Mi tornano in mente favole come quella di Aladino, dove vengono espressi desideri immediatamente realizzati. L’inconscio collettivo fa emergere verità profonde, che solo in un secondo momento si smarriscono nei vicoli ciechi della paura e del cinismo.
I bambini sanno bene che tutto è possibile: giocano, si scambiano pensieri che a noi sembrano assurdi, e invece sono più corrispondenti dei nostri alla realtà.

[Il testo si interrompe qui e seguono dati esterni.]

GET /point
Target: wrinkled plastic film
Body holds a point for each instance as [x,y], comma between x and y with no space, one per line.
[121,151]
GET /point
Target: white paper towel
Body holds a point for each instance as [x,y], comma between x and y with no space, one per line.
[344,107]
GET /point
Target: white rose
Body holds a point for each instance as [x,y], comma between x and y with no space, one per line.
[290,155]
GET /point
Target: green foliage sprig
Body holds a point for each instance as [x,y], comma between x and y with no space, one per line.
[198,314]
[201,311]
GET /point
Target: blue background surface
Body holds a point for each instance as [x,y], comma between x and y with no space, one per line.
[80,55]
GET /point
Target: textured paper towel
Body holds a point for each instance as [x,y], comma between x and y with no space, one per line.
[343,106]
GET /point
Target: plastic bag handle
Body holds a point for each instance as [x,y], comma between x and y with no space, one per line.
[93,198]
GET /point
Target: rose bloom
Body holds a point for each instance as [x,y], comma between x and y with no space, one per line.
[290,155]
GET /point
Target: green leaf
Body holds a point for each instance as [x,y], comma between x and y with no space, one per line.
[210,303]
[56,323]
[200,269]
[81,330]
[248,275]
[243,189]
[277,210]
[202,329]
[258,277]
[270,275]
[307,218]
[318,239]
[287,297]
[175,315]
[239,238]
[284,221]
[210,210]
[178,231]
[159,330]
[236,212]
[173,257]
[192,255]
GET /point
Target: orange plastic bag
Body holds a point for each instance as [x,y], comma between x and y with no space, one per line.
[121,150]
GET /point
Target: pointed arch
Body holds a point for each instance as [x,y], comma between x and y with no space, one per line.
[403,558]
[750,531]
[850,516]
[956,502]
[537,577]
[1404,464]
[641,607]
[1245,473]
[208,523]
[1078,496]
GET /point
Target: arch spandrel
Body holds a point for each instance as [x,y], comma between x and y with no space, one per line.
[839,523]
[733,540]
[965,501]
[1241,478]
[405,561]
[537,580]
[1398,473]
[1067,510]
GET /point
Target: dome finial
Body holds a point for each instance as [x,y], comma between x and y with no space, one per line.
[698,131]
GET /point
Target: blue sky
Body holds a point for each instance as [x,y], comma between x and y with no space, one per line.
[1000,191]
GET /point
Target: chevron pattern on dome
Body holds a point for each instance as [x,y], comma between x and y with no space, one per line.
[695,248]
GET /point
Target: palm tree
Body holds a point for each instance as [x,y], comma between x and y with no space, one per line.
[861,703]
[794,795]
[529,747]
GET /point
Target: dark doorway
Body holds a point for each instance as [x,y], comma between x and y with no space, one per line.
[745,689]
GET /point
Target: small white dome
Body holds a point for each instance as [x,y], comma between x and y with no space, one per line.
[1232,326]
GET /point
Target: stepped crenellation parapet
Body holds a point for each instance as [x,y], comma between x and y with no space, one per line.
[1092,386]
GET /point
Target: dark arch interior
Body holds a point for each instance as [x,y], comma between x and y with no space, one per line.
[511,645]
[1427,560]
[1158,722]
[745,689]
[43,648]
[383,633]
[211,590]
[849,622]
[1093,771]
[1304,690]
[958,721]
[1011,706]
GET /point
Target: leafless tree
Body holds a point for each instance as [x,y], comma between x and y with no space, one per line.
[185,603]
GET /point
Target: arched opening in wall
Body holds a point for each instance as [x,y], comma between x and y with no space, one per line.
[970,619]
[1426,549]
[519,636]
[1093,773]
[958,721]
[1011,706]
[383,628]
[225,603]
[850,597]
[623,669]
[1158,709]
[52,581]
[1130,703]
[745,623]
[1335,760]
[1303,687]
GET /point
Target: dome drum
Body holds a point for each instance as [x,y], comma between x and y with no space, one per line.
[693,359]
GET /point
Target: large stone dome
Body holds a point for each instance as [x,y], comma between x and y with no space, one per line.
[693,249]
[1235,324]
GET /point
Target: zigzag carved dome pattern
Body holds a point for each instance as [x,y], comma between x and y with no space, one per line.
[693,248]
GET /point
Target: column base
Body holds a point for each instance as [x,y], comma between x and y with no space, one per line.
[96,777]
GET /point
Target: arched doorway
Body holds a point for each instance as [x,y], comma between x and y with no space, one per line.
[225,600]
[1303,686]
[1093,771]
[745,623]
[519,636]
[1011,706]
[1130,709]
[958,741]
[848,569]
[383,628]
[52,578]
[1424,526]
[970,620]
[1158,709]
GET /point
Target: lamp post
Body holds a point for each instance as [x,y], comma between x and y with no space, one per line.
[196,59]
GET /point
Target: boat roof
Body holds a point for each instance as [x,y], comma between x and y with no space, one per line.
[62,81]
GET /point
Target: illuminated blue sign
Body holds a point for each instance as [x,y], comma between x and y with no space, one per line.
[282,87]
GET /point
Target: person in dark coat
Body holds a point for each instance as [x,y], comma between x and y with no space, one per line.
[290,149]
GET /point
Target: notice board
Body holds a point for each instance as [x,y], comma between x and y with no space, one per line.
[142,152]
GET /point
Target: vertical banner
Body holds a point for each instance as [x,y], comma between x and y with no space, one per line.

Se sapessimo che un atto d’amore può cambiare il mondo, l’esistenza umana sarebbe un’altra cosa. I bambini lo sanno, anche se nessuno gliel’ha detto.
Nessuno? Ecco la vera religione: capire che è Gesù che glielo dice.

il sogno impossibile
Sognare il sogno impossibile
combattere il nemico invincibile
sopportare il dolore insopportabile
correre dove l’audace non osa andare.
Correggere l’errore irreparabile
amare al di là di tutto
sforzandosi quando le braccia sono troppo stanche
raggiungere la stella irraggiungibile.
Questa è la mia ricerca.
Combattere per il giusto senza domande né soste.
Io so che se sarò fedele a questa ricerca
il mio cuore sarà tranquillo
e quando non ci sarò più
io sarò felice se grazie a me
il mondo sarà un pò migliore
perchè un altro uomo indegno e ferito
si sforzerà ancora, con la sua ultima oncia di coraggio,
di raggiungere la stella irraggiungibile.
( Josei Toda )
Si, credere nell’impossibile è vera religione.